Harvard Is Failing Its Students With Pervasive Grade Inflation, Internal Report Warns

More than 60 percent of grades awarded to Harvard undergraduate students are A’s.

AP/Charles Krupa
Students cheer during Harvard University's commencement ceremonies, May 29, 2025. AP/Charles Krupa

Harvard University, widely regarded as America’s most prestigious institution, is failing at a fundamental academic responsibility — grading the students who are paying tens of thousands of dollars in annual tuition.

That’s the conclusion of a report released Monday by the Office of Undergraduate Education, which sheds light on the alarming extent of grade inflation at the Ivy League university.

According to the 25-page document, more than 60 percent of grades awarded to Harvard undergraduates are now A’s — up from 40 percent a decade ago and less than 25 percent two decades ago.

“Our grading is too compressed and too inflated, as nearly all faculty recognize; it is also too inconsistent, as students have observed,” the report’s author, a Harvard undergraduate dean, Amanda Claybaugh, wrote. “More importantly, our grading no longer performs its primary functions and is undermining our academic mission.”

Perhaps most troubling are the factors the report identifies as fueling this trend. According to the report, administrators have urged professors to consider students’ struggles with “imposter syndrome” — when students doubt their own abilities and feel inadequate — as well as difficult situations at home. “Unsure how best to support their students,” Ms. Claybaugh wrote, “many have simply become more lenient.”

Students themselves have also contributed to the problem, exerting what the report describes as “increasingly litigious” pressure on instructors to raise grades.

Ms. Claybaugh warned that Harvard’s current grading systems “are not only failing to perform the key functions of grading” but “are also damaging the academic culture of the college more generally.”

Harvard’s grade inflation follows a steady upward trajectory spanning more than a century.

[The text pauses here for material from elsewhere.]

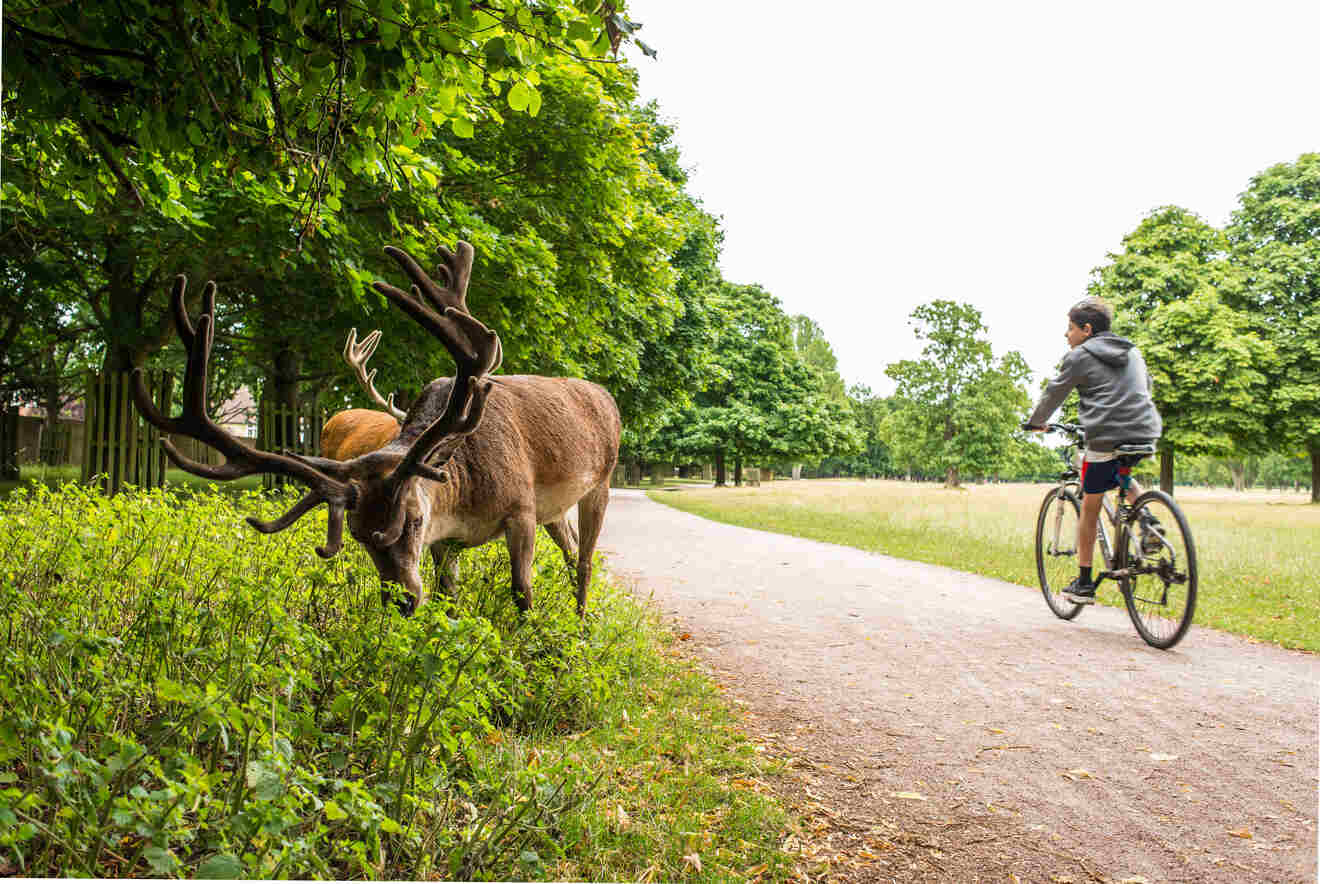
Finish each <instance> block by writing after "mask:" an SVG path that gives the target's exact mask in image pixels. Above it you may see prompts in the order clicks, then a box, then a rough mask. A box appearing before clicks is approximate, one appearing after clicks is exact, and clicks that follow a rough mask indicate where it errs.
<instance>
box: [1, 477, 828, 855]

According to data compiled by the Harvard Crimson, the average GPA was 2.4 in 1914, rising to 2.55 by 1950 and reaching 3.17 by 1985. As the Crimson’s author observed, “Looking at a graph of student GPAs since 1889 is sort of like looking at a graph of Harvard’s endowment: It only goes up.”

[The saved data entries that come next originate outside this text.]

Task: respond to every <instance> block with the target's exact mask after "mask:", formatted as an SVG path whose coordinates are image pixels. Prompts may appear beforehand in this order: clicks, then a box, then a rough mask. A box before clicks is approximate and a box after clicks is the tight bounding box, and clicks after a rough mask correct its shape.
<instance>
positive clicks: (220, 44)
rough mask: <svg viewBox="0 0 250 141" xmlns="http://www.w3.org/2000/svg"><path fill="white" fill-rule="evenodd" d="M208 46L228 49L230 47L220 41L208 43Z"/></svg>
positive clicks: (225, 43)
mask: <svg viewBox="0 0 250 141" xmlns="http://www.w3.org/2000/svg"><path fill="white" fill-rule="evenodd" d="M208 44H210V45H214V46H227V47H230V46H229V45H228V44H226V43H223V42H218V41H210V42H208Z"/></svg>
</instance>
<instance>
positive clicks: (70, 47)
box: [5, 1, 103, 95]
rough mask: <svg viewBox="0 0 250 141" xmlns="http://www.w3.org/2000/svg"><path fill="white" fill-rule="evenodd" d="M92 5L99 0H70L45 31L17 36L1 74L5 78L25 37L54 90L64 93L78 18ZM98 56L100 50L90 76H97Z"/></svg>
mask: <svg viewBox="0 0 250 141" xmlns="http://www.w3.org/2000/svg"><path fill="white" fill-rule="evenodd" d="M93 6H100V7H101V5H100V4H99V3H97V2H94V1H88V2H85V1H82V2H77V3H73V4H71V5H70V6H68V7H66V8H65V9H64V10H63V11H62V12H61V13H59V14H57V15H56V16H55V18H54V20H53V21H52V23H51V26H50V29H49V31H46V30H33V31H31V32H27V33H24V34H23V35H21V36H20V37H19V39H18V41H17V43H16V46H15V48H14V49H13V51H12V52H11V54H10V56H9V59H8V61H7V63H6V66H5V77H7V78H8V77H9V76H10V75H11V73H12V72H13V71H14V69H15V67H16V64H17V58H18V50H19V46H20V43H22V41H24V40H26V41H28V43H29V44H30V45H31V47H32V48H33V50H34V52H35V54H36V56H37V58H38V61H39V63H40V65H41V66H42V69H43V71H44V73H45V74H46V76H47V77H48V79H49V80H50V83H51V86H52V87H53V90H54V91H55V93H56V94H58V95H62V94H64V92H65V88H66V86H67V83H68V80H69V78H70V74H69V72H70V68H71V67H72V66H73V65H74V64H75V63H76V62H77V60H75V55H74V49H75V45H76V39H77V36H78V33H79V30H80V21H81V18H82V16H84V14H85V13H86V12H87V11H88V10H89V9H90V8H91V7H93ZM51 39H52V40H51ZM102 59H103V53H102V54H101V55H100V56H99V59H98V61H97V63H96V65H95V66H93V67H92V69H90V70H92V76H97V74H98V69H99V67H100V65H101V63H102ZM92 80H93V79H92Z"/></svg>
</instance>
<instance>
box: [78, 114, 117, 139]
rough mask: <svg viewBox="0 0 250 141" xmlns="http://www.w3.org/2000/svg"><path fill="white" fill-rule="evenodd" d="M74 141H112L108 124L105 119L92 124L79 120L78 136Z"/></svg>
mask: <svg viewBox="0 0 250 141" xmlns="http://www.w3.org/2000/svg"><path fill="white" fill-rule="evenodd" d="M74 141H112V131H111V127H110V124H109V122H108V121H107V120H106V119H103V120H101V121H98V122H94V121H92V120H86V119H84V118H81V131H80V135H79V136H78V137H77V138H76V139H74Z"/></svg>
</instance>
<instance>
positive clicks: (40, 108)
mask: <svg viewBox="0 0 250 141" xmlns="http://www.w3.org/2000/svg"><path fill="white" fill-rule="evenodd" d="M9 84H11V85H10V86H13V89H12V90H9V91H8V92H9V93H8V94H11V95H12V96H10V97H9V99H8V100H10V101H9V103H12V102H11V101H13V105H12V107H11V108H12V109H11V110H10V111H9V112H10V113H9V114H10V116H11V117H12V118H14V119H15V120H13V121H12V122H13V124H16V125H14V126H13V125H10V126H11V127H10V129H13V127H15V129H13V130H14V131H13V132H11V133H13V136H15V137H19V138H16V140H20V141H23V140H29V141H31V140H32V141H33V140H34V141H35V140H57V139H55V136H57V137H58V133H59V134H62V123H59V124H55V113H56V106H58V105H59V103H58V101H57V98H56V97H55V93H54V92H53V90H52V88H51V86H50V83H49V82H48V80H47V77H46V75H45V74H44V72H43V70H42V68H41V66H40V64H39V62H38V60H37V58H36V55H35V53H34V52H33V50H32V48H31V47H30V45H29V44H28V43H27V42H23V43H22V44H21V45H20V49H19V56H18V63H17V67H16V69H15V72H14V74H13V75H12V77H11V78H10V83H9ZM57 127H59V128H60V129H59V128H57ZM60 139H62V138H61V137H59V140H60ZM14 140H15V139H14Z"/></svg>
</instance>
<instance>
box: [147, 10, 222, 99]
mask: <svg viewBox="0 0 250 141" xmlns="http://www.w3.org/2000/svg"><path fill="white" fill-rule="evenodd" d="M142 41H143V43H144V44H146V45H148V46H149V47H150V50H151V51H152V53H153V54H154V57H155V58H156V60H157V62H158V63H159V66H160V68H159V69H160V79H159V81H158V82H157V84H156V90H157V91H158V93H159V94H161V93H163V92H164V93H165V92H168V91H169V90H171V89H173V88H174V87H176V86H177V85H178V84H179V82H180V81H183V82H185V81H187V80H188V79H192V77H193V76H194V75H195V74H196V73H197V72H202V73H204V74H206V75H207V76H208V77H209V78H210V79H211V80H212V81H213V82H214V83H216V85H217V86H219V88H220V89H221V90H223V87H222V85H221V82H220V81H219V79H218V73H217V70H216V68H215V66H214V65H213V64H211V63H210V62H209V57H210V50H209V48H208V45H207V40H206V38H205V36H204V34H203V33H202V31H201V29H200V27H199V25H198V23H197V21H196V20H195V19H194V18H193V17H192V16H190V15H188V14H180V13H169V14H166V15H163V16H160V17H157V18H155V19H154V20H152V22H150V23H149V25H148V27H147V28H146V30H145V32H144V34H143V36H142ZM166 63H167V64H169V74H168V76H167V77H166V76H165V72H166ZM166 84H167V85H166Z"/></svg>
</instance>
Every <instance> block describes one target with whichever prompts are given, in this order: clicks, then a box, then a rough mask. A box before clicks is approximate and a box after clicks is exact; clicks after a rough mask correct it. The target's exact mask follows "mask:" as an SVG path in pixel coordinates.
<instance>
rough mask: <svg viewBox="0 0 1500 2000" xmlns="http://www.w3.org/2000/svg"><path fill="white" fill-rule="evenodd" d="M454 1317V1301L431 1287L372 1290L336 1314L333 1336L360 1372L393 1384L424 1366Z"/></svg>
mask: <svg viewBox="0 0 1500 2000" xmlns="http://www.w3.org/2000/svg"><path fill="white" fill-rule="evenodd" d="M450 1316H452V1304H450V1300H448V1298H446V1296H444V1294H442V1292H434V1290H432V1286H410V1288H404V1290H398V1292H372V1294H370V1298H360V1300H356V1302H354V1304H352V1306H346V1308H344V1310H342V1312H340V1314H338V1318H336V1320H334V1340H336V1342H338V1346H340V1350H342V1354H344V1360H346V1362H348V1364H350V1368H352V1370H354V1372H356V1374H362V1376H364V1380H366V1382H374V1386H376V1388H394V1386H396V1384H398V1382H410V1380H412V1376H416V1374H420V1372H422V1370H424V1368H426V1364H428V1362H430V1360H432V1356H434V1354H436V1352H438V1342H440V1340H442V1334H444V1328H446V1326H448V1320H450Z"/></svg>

Ms. Claybaugh’s report validates concerns raised by the Trump administration about grade inflation at Harvard and other elite universities. Last month, the federal government offered funding incentives to universities that sign a compact committing to “grade integrity,” among other provisions.

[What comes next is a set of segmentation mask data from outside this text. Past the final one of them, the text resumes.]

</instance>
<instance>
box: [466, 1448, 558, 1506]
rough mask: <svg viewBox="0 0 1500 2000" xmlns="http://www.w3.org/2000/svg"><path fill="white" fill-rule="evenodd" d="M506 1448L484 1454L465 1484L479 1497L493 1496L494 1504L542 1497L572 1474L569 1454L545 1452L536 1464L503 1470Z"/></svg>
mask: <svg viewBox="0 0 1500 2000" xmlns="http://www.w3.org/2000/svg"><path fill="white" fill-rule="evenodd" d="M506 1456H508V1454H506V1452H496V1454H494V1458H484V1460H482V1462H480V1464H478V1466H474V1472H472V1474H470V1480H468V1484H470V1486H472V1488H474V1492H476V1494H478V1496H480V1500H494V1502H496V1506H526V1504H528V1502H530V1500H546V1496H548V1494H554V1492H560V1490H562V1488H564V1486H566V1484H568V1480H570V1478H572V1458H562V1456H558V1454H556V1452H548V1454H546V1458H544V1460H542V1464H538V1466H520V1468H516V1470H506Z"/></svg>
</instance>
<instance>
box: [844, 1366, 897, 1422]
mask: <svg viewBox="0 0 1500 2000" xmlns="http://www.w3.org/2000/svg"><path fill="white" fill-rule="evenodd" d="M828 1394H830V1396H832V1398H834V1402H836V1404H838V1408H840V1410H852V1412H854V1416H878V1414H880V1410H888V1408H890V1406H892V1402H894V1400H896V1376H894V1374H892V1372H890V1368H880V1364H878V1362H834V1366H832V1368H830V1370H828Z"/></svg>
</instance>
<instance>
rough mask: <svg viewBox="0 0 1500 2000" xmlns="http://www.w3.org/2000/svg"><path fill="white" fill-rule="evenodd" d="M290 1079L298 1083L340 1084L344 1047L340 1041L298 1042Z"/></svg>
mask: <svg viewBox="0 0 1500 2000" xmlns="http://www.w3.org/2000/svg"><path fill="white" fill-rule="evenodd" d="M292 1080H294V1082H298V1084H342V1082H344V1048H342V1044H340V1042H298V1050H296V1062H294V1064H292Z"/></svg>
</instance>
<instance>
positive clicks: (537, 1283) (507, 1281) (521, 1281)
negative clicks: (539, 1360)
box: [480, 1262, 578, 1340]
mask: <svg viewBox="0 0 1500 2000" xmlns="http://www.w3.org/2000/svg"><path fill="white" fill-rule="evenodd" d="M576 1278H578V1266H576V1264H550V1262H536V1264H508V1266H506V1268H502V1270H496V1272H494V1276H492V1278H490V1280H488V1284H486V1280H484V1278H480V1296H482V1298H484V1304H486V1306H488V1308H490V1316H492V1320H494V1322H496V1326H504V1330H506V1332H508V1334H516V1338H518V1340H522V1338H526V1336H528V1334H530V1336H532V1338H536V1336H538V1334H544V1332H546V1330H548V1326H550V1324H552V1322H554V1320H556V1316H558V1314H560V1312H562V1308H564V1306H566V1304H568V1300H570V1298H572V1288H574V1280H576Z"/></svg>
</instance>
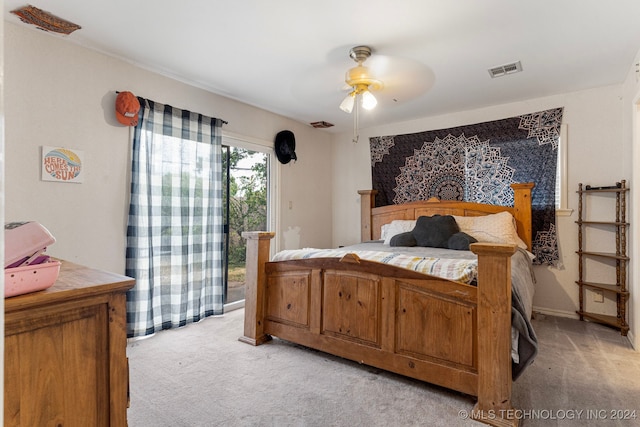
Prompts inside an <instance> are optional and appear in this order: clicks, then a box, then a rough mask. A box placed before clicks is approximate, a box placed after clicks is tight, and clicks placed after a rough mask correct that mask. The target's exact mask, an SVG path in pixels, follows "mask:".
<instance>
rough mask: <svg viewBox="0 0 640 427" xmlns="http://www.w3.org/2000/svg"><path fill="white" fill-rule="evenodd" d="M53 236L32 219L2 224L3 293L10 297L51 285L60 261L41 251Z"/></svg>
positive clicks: (49, 243) (48, 243) (58, 267)
mask: <svg viewBox="0 0 640 427" xmlns="http://www.w3.org/2000/svg"><path fill="white" fill-rule="evenodd" d="M55 241H56V239H55V238H54V237H53V236H52V235H51V233H49V230H47V229H46V228H45V227H43V226H42V225H40V224H38V223H37V222H34V221H25V222H10V223H6V224H5V225H4V266H5V269H4V296H5V298H7V297H12V296H15V295H22V294H26V293H28V292H35V291H40V290H43V289H47V288H49V287H51V286H52V285H53V284H54V283H55V281H56V279H57V278H58V274H59V273H60V262H59V261H51V260H50V259H49V256H47V255H45V254H44V252H45V250H46V249H47V246H49V245H51V244H52V243H55Z"/></svg>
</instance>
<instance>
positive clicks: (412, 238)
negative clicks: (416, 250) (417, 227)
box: [389, 231, 418, 246]
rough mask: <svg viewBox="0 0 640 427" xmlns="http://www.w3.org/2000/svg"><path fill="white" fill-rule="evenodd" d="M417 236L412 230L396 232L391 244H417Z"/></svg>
mask: <svg viewBox="0 0 640 427" xmlns="http://www.w3.org/2000/svg"><path fill="white" fill-rule="evenodd" d="M417 245H418V243H417V242H416V238H415V237H413V233H412V232H411V231H407V232H405V233H400V234H396V235H395V236H393V237H392V238H391V241H390V242H389V246H417Z"/></svg>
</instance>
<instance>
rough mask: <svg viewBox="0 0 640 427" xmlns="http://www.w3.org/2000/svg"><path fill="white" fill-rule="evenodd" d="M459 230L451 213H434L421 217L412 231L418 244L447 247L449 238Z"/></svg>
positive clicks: (448, 241)
mask: <svg viewBox="0 0 640 427" xmlns="http://www.w3.org/2000/svg"><path fill="white" fill-rule="evenodd" d="M459 231H460V228H459V227H458V224H457V223H456V220H455V219H454V218H453V217H452V216H451V215H433V216H421V217H419V218H418V220H417V221H416V226H415V228H414V229H413V231H412V233H413V237H415V239H416V243H417V244H418V246H428V247H432V248H447V245H448V242H449V238H450V237H451V236H452V235H454V234H456V233H458V232H459Z"/></svg>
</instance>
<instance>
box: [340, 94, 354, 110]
mask: <svg viewBox="0 0 640 427" xmlns="http://www.w3.org/2000/svg"><path fill="white" fill-rule="evenodd" d="M355 101H356V93H355V92H351V93H349V94H348V95H347V96H346V97H345V98H344V99H343V100H342V102H341V103H340V109H341V110H342V111H344V112H345V113H351V111H353V105H354V104H355Z"/></svg>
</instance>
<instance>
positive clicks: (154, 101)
mask: <svg viewBox="0 0 640 427" xmlns="http://www.w3.org/2000/svg"><path fill="white" fill-rule="evenodd" d="M116 93H120V91H119V90H117V91H116ZM139 98H142V97H141V96H140V97H139ZM142 99H146V100H147V101H150V99H148V98H142ZM153 102H155V101H153ZM164 105H167V106H169V107H171V108H175V107H173V106H171V105H169V104H164ZM180 109H181V110H183V108H180ZM186 111H190V110H186ZM197 114H200V113H197ZM203 116H204V114H203ZM214 118H215V119H217V117H214ZM218 120H220V121H221V122H222V124H223V125H228V124H229V122H228V121H226V120H224V119H218Z"/></svg>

The issue was thrust to the forefront earlier this month when the New York Times published an article titled, “Harvard Students Skip Class and Still Get High Grades, Faculty Say.” 

That article highlighted a January report on classroom culture, which found that students frequently skip class or arrive unprepared to contribute meaningfully. Yet “rampant grade inflation allows them to coast through anyway.”

Without genuine classroom engagement, the report concludes, “students are missing opportunities to hear the perspectives of other students with different viewpoints.”